De conversion en conversion

Pour être profonde, la conversion n’en est pas moins inachevée. Des auteurs spirituels ont relevé avec pertinence plusieurs conversions dans la vie des saints. Ainsi, pour Pierre, il y eut d’abord l’appel initial – et le regard de Jésus - en réponse auquel il laissa barque et filets pour suivre le Christ. Mais Pierre présuma de sa fidélité. Sa seconde conversion fut consécutive au coq du remord qui chanta au coeur de sa conscience – et, encore une fois, au regard que Jésus retourné porta sur lui. Mais Pierre se méprit alors sur la nature du Royaume (restauration d’Israël ou règne eschatologique ?). Sa troisième conversion correspond finalement à la Pentecôte quand, fondé sur la force de l’Esprit, son intelligence s’ouvrit aux choses de Dieu jusqu’à consentir à être mené où il n’aurait point voulu pour l’édification de l’Eglise.

On distingue ainsi une première conversion qui n’est autre que le passage (littéralement, la « pâque ») de l’installation dans le péché grave à la vie de la grâce. Cette transition ne peut faire l’économie d’un certain nombre de ruptures avec des situations ou des occasions objectivement délictueuses ni l’apprentissage laborieux des vertus morales. La seconde conversion implique un dépouillement à l’égard de la recherche de soi-même. On ne franchit se stade qu’en acceptant une forme de négation de sa propre sensibilité pour qu’il soit bien clair que l’on ne cherche pas « les consolations de Dieu mais le Dieu des consolations ». La troisième conversion, nécessaire pour abolir l’orgueil qui nous meut y compris dans le service du Royaume, est une entrée plus profonde dans « la nuit obscure » par la conscience de l’irréductibilité de ce qui a été entrevu dans la contemplation à la conceptualisation. Retenons surtout de cette classification la nécessité de grandir en Dieu, ou plutôt de laisser Dieu grandir en nous à la mesure même de la diminution de notre ego : Il faut qu’il croisse et que je diminue.

Convertir Dieu !

L’expression est audacieuse, mais elle renvoie à une disposition de la providence de laisser fléchir sa colère par la pénitence du pécheur. Ainsi, Isaïe parvient-il à faire changer les décrets divins en arguant de la fidélité et de la droiture d’Ezéchias. Daniel fléchit le Seigneur en lui faisant apparaître que le juste châtiment infligé au peuple d’Israël mettrait en cause la gloire même de Dieu. L’argument est peut-être spécieux mais efficace ! Mardochée, dans le même sens, prie le Seigneur de ne pas laisser s’éteindre les voix qui chantent sa louange, lui rappelant au passage l’alliance avec les patriarches. Moïse se lance lui-même dans un syllogisme dont il ressort que l’extermination par Dieu de son peuple infidèle nuirait à la réputation de Dieu ! Le roi de Ninive, ayant pris l’initiative d’un jeûne sur les instances de Jonas, traduit ainsi ce rapport entre la conversion du pécheur et la conversion de Dieu : « l’homme changera de conduite et renoncera à ses actes de violence. Qui sait ? Peut-être Dieu acceptera, lui aussi de changer et de pardonner ? Peut-être apaisera-t-il sa colère pour que nous ne périssions pas ? Dieu vit que ce qu’ils faisaient pour se détourner de leur conduite mauvaise. Aussi Dieu se repentit-il du mal dont il les avait menacés, il ne le réalisa pas » (3, 8-10).

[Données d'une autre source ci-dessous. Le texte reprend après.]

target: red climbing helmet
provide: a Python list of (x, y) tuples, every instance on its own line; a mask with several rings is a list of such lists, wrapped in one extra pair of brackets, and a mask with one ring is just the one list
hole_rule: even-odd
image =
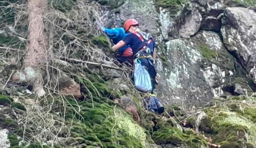
[(127, 31), (131, 26), (136, 25), (139, 26), (139, 23), (133, 18), (131, 18), (127, 20), (124, 25), (124, 28), (125, 29), (125, 32)]

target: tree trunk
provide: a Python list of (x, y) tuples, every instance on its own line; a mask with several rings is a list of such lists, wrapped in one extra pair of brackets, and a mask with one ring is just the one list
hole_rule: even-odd
[(43, 21), (43, 10), (47, 4), (47, 0), (28, 0), (30, 43), (24, 66), (33, 90), (39, 97), (45, 93), (42, 88), (44, 71), (40, 67), (42, 66), (40, 64), (45, 62), (48, 46)]
[[(47, 4), (47, 0), (28, 0), (29, 44), (25, 60), (25, 68), (20, 72), (14, 74), (12, 77), (13, 81), (25, 82), (32, 85), (33, 91), (35, 92), (39, 97), (45, 93), (43, 86), (44, 80), (47, 79), (44, 77), (46, 75), (45, 74), (46, 72), (45, 69), (42, 68), (46, 65), (47, 55), (53, 54), (48, 51), (49, 44), (51, 42), (47, 40), (49, 40), (49, 37), (51, 40), (54, 34), (52, 33), (48, 36), (47, 32), (44, 31), (43, 16), (44, 11), (46, 10), (45, 8)], [(53, 27), (52, 28), (52, 29)], [(54, 57), (53, 55), (51, 56)], [(51, 58), (48, 57), (48, 59)], [(48, 72), (51, 71), (50, 69), (48, 70)], [(72, 94), (78, 98), (81, 97), (82, 94), (79, 84), (65, 74), (61, 70), (59, 71), (60, 74), (54, 74), (53, 75), (55, 75), (51, 83), (58, 86), (60, 92), (62, 93)], [(60, 74), (61, 78), (56, 79), (55, 78), (58, 77), (58, 74)], [(47, 76), (52, 77), (53, 76), (49, 75), (48, 73)]]
[(45, 92), (42, 87), (43, 77), (45, 71), (42, 69), (46, 59), (47, 45), (46, 33), (44, 31), (43, 16), (47, 0), (28, 0), (29, 13), (29, 44), (25, 60), (25, 69), (12, 76), (14, 81), (29, 83), (39, 97)]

Est-ce introduire un changement en Dieu immuable que d’évoquer ainsi la « conversion de Dieu » ? Non, si l’on considère d’une part que la préscience de Dieu connaît éternellement le résultat de l’accueil que nous ferons de sa grâce avec notre libre arbitre et d’autre part qu’il en va de notre conversion comme de la prière de demande : il ne s’agit pas de changer l’ordre établi de Dieu mais d’obtenir le pardon que Dieu a décidé de toute éternité de nous accorder par notre pénitence. « Revenez à moi de tout votre coeur dans le jeûne, les larmes et el deuil ! Déchirez vos coeurs et non vos vêtements, et revenez au Seigneur votre Dieu, car il est miséricordieux et compatissant, lent à la colère et riche en grâce, ayant regret du mal » ((Joël 2, 12-13).